In this article, we’ll try to explain why the ETF Securities ROBO Global Robotics and Automation ETF (ASX: ROBO) and BetaShares Nasdaq 100 ETF – Currency Hedged (ASX: HNDQ) are two ASX ETFs worth taking a look at in FY21.
Some things you should know about the ROBO ETF
The ETFS ROBO ETF provides investors with exposure to the global value chain of robotics, automation and artificial intelligence (RAAI) related companies. Some investors consider RAAI-related companies as disruptors to industries across the globe and thus, a ‘thematic’ or ‘megatrend’ to invest in.
According to our most recent data, the ROBO ETF had $185.3 million of money invested. With ROBO’s total funds under management (FUM) figure over $100 million, the ETF meets our team’s minimum investment criteria for FUM levels. As a general rule, our team draws the line at $100 million for ETFs in the International shares sector because we believe that, relative to smaller ETFs, achieving this amount of FUM lowers the chance that the ETF issuer will close the ETF.
Like the look of the ROBO ETF? Grab our ETF free investment report.
The HNDQ ETF – a quick look for savvy investors
The BetaShares Nasdaq 100 ETF invests in 100 of the largest non-financial companies listed on the NASDAQ stock exchange (i.e. the USA). This is the currency hedge version of the BetaShares NASDAQ 100 ETF (ASX: NDQ).
With our numbers for December 2020, HNDQ’s FUM stood at $50.61 million. Given it has less than $100 million invested, ask yourself (or your adviser) if the ETF is still too small (and if you should wait to buy into it). If you’re concerned the ETF might not be established enough, compare it alongside one of the other Index sector ETFs, using our full list of ETFs.
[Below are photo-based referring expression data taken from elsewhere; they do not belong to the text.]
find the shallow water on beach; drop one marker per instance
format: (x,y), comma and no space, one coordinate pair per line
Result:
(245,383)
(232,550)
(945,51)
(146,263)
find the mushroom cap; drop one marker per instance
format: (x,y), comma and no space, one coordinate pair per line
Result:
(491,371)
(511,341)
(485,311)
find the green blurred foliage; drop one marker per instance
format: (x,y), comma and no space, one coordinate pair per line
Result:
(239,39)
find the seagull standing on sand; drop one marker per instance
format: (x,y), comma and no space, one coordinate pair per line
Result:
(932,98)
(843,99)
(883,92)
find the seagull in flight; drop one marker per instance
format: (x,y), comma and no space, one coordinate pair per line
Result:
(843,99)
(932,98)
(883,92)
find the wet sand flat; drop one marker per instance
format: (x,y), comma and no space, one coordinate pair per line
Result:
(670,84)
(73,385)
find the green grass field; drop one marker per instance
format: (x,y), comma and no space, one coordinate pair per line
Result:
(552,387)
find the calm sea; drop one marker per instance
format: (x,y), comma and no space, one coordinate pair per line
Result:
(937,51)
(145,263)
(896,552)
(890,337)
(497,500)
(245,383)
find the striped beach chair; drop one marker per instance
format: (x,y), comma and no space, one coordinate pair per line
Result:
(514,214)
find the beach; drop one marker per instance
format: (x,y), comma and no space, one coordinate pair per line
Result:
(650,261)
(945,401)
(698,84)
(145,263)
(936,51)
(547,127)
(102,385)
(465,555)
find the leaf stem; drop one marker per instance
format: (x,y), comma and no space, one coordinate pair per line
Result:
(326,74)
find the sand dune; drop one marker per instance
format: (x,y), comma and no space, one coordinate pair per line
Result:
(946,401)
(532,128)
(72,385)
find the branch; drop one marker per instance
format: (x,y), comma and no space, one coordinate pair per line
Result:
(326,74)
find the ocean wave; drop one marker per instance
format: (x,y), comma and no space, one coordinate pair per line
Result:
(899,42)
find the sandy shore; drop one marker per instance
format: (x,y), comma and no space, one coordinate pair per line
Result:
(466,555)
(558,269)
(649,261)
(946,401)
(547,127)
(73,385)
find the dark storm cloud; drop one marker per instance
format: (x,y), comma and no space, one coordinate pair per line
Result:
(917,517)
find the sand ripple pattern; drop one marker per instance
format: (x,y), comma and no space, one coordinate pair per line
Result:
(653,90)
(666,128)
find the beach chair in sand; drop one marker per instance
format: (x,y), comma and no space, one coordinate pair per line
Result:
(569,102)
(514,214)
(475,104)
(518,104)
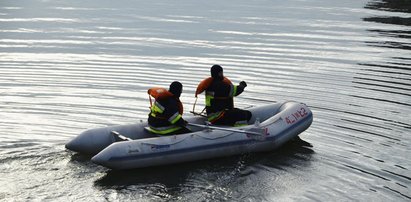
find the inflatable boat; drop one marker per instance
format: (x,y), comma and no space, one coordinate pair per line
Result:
(132,146)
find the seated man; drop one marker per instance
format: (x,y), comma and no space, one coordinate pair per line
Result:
(219,99)
(165,117)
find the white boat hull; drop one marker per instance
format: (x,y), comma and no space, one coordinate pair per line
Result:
(280,122)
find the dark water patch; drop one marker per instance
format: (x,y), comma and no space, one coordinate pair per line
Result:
(395,34)
(398,192)
(382,100)
(366,172)
(391,44)
(385,81)
(396,123)
(390,5)
(408,178)
(390,20)
(379,90)
(389,69)
(384,77)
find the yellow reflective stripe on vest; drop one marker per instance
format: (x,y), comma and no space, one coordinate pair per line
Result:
(173,119)
(233,90)
(240,123)
(157,108)
(164,130)
(209,97)
(214,116)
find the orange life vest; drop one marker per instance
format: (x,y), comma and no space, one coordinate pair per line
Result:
(161,93)
(204,84)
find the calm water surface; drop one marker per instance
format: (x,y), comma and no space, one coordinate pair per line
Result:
(68,66)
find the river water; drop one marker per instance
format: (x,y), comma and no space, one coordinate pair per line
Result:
(69,66)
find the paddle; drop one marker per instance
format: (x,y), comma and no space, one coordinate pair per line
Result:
(230,129)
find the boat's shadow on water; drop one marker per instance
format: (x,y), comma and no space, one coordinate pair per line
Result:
(296,153)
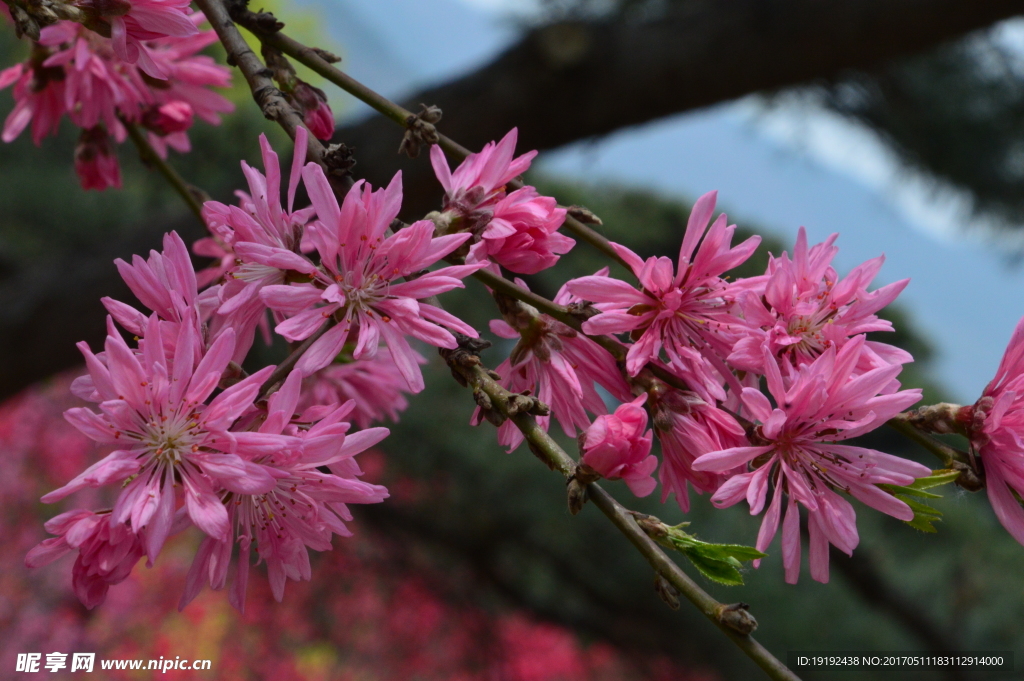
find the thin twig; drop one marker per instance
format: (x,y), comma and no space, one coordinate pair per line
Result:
(193,196)
(399,115)
(286,367)
(731,620)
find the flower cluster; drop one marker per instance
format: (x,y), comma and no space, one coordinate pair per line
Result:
(193,439)
(147,74)
(697,343)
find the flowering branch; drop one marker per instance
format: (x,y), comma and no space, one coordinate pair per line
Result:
(734,621)
(268,32)
(270,100)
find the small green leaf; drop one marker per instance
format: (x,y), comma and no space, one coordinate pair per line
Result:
(717,570)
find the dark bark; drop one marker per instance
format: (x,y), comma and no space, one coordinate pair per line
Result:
(571,81)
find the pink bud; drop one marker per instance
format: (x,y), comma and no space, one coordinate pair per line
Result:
(616,447)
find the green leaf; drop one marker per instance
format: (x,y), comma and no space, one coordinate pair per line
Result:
(938,477)
(717,570)
(924,515)
(719,562)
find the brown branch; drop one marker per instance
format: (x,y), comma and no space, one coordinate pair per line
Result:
(733,621)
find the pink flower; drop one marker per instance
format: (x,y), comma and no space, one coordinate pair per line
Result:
(259,241)
(358,281)
(375,386)
(320,120)
(797,452)
(997,433)
(39,98)
(303,508)
(616,447)
(522,233)
(561,367)
(692,307)
(806,308)
(479,181)
(133,22)
(108,552)
(95,161)
(97,85)
(688,427)
(172,443)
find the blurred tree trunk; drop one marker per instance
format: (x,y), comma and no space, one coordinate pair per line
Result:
(569,81)
(560,83)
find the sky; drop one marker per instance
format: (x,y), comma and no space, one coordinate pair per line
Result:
(792,167)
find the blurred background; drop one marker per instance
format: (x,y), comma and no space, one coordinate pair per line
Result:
(897,123)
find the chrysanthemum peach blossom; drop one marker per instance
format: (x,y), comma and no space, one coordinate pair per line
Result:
(691,307)
(798,453)
(560,366)
(172,443)
(358,280)
(315,477)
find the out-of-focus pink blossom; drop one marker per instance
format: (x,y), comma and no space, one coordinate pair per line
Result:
(95,161)
(358,280)
(170,118)
(823,403)
(479,181)
(190,75)
(305,506)
(39,98)
(691,307)
(617,447)
(996,423)
(522,235)
(133,22)
(375,386)
(807,308)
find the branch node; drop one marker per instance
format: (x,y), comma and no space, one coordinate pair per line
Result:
(585,215)
(737,618)
(420,130)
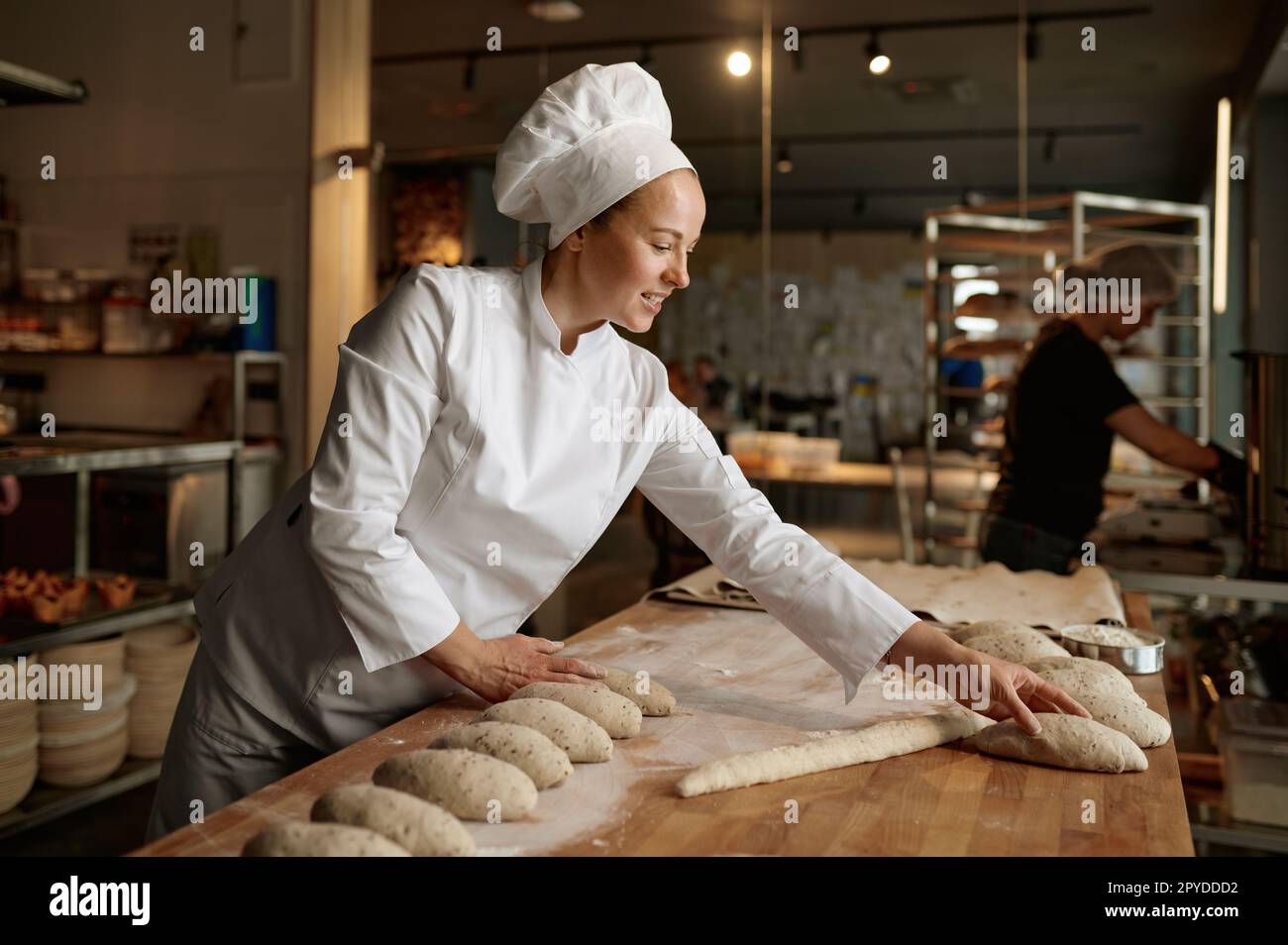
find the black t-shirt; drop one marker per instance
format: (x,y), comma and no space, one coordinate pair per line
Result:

Are the fees for the HNDQ ETF bad?
BetaShares, the ETF issuer, charges a yearly management fee of 0.51% for the HNDQ ETF. Meaning, if you invested $2,000 for a full 12-month period you could expect to pay a base management fee of around $10.20.
The management fee is above the average for all ETFs on our list of ASX ETFs, but keep in mind the ETF may be able to justify the higher price tag with superior performance over time.